Critical Accounting Policies and Estimates
The Consolidated Financial Statements and Notes to Consolidated Financial Statements included in this document contain
information that is pertinent to management’s discussion and analysis. The preparation of financial statements in conformity with
generally accepted accounting principles requires management to use its judgment to make estimates and assumptions that affect
the reported amounts of assets and liabilities and disclosure of contingent assets and liabilities. These assumptions and estimates
could have a material effect on our financial statements. We evaluate our assumptions and estimates on an ongoing basis using
historical experience and various other factors that are believed to be relevant under the circumstances. Actual results may differ
from these estimates under different assumptions or conditions.

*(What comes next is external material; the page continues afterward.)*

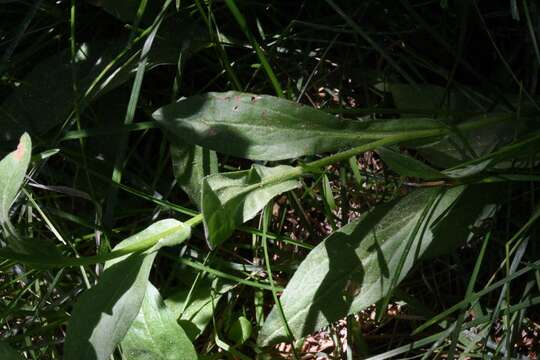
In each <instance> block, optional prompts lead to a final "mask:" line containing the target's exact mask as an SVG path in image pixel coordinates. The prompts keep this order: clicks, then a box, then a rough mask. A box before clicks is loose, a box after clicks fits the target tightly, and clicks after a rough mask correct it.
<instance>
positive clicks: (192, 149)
mask: <svg viewBox="0 0 540 360" xmlns="http://www.w3.org/2000/svg"><path fill="white" fill-rule="evenodd" d="M171 158H172V163H173V171H174V176H175V177H176V180H177V181H178V185H180V187H181V188H182V189H183V190H184V191H185V192H186V194H187V195H188V196H189V198H190V200H191V201H192V202H193V203H194V204H195V205H197V207H198V208H199V209H200V208H201V188H202V180H203V178H204V177H205V176H207V175H210V174H215V173H217V172H218V161H217V155H216V153H215V152H214V151H212V150H208V149H205V148H203V147H200V146H197V145H191V144H181V145H180V144H178V145H172V144H171Z"/></svg>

We perform a periodic review of our financial reporting and disclosure practices and accounting policies to ensure that our
financial reporting and disclosures provide accurate and transparent information relative to the current economic and business
environment. We believe the following significant accounting policies and estimates involve a high degree of risk, judgment and/
or complexity.
Accounting for Long-Lived Assets. We review Company Drive-In assets for impairment when events or circumstances indicate
they might be impaired. We test for impairment using historical cash flows and other relevant facts and circumstances as the
primary basis for our estimates of future cash flows. This process requires us to estimate fair values of our drive-ins by making
assumptions regarding future cash flows and other factors. It is reasonably possible that our estimates of future cash flows could
change resulting in the need to write down to fair value certain Company Drive-In assets.